Temperature

• Dec 6th 2009, 04:19 PM
Morgan82
Temperature
A pan of water (46 degrees) was put into a fridge. Ten min later, its temp was 39. Ten min after that, it was 33. Use newtons law of cooling. How cold was the fridge?

I know his law, but how do I find the rate?
• Dec 6th 2009, 06:50 PM
HallsofIvy
Quote:

Originally Posted by Morgan82
A pan of water (46 degrees) was put into a fridge. Ten min later, its temp was 39. Ten min after that, it was 33. Use newtons law of cooling. How cold was the fridge?

I know his law, but how do I find the rate?

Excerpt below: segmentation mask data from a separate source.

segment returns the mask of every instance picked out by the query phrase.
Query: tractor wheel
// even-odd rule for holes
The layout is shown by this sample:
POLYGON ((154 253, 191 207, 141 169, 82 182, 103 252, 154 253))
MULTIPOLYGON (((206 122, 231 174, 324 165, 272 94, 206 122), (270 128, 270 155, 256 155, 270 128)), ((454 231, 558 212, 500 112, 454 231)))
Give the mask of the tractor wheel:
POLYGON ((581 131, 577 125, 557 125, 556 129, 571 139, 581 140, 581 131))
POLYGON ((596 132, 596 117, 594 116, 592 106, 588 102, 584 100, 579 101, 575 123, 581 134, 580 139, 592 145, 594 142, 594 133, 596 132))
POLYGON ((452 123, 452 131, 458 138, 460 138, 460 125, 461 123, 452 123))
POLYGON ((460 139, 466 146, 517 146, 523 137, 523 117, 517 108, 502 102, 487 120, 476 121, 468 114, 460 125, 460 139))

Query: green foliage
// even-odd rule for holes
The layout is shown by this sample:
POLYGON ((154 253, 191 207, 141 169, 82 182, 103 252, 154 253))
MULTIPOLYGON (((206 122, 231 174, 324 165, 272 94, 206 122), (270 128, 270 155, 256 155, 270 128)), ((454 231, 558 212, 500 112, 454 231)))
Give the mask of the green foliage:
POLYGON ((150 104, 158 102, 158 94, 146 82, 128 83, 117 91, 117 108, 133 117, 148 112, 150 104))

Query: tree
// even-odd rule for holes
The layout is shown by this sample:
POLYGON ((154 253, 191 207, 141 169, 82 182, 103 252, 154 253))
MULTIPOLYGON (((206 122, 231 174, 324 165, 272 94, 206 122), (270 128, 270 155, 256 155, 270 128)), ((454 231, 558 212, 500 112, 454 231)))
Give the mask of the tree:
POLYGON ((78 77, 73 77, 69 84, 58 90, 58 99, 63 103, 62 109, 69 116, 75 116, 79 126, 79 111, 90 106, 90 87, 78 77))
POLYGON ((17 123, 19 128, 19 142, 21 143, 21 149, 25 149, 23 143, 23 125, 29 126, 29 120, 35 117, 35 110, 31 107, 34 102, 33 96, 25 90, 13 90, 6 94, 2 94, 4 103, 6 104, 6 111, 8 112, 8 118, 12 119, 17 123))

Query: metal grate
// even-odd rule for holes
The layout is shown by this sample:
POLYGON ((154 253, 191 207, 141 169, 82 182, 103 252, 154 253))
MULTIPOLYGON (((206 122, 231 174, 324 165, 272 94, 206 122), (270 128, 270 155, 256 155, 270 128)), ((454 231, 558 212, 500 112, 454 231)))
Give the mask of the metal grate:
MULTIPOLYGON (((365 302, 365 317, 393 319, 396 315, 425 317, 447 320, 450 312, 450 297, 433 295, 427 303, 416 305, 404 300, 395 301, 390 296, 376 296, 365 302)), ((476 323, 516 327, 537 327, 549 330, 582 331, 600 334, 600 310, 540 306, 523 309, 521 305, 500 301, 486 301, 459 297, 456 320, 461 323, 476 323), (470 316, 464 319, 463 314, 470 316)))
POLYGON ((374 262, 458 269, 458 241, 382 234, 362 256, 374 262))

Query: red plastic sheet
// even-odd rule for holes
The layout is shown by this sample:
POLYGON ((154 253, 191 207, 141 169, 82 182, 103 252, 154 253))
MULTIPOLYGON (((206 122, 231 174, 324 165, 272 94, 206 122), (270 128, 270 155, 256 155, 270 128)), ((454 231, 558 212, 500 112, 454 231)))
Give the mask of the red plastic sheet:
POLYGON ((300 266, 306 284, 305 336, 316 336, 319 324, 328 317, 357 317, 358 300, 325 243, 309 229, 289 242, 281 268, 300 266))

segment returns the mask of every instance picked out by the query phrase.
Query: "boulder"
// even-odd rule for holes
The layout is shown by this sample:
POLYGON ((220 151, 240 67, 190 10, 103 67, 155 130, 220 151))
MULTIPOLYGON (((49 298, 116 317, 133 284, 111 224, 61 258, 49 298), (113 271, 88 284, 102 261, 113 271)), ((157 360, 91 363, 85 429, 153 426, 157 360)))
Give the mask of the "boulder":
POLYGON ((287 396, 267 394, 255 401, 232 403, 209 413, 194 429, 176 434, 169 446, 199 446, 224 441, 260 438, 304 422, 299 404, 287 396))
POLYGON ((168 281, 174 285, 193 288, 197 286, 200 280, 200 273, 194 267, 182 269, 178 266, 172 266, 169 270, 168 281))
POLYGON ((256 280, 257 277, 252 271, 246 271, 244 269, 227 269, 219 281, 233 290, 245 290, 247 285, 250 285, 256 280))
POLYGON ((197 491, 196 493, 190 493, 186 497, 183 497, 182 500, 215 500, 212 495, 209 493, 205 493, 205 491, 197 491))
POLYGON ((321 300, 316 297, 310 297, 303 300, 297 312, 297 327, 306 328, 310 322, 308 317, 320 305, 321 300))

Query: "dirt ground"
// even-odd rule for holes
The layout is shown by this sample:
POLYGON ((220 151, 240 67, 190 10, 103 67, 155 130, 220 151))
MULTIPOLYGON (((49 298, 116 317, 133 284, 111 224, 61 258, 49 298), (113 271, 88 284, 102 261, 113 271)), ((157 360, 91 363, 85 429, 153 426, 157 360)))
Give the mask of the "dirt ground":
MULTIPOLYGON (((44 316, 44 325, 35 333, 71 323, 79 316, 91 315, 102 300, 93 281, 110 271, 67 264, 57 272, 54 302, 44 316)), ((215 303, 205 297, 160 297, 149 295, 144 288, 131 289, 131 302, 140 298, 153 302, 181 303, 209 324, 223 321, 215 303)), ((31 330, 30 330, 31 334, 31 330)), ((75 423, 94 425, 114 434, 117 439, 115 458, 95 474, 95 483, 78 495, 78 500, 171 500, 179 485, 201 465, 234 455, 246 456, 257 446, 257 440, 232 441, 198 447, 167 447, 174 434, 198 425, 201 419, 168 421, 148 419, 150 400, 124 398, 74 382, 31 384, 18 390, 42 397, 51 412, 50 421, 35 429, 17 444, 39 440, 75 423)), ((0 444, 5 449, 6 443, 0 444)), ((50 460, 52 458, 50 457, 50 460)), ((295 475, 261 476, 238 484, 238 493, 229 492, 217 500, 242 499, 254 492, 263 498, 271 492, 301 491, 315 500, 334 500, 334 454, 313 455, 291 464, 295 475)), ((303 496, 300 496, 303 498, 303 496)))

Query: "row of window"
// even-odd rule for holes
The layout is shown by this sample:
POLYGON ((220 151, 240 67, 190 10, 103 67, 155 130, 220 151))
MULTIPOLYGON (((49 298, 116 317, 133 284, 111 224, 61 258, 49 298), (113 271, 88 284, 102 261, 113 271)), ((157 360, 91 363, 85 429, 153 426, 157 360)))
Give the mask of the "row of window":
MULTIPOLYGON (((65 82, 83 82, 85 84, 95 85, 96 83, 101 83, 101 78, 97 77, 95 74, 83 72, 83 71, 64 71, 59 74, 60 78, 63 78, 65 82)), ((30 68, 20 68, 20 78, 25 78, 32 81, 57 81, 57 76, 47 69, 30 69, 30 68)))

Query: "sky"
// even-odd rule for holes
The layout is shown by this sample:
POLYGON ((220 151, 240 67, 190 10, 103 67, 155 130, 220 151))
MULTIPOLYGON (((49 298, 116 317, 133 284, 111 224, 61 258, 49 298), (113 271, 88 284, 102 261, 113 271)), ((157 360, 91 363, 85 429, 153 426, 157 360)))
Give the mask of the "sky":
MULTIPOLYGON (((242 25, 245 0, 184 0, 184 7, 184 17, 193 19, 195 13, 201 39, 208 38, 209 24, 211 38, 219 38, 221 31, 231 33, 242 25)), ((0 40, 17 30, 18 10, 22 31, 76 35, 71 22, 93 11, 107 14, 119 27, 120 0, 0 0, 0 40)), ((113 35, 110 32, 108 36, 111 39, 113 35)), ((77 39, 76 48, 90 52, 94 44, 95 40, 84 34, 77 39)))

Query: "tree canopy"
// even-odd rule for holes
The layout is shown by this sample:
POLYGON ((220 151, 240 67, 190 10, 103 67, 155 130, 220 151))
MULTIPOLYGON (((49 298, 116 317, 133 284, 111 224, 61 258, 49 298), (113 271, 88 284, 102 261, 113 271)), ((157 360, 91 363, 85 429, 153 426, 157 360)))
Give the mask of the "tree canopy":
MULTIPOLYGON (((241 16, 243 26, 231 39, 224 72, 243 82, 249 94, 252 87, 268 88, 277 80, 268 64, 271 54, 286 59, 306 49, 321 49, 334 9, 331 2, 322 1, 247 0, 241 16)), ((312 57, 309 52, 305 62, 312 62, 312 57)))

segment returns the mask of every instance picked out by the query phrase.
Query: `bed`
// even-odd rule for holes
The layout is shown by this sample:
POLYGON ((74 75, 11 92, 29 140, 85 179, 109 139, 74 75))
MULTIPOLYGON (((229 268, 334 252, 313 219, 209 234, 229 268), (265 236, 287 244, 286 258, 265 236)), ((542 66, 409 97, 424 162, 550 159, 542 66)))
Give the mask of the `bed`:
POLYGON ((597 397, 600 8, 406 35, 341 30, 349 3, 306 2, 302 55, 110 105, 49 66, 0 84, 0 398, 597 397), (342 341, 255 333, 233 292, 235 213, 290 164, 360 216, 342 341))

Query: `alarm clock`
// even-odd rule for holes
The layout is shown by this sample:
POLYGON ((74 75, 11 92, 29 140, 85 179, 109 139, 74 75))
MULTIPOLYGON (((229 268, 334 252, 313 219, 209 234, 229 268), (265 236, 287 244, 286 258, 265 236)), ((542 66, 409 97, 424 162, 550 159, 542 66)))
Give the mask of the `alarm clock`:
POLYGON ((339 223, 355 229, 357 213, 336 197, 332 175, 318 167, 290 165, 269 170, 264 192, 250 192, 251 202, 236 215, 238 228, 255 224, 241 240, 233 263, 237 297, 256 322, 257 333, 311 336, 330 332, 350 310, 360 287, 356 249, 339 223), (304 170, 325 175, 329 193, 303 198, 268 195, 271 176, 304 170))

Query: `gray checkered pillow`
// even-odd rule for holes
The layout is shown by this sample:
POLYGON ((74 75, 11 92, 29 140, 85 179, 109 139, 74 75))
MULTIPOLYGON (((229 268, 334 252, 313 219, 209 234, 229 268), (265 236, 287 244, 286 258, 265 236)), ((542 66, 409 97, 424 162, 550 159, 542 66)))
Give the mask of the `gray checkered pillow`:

Let $\displaystyle T_R$ be the temperature inside the refridgerator (which we can assume is kept constant) and let T(t) be the temperature of the water after t minutes. "Newton's law of cooling says that heat will flow from a hotter object to a cooler at a rate proportional to the difference in temperature. Since the temperature is proportional to the amount of heat in the object, we can put the two proportions together to say $\displaystyle \frac{dT}{dt}= k (T- T_R)$ where "k" is the, yet unknown, constant of proportion.

That is a relatively simple separable differential equation which you can solve by integrating both sides of $\displaystyle \frac{dT}{T- T_R}= k dt$.

That will, of course, depend upon three unknown constants, k, $\displaystyle T_R$, and the constant of integration. Fortunately, you have three equations, T(0)= 46, T(10)= 39, and T(20)= 33. You can solve those three equations for the three constants, in particular $\displaystyle T_R$ which is what you are asked.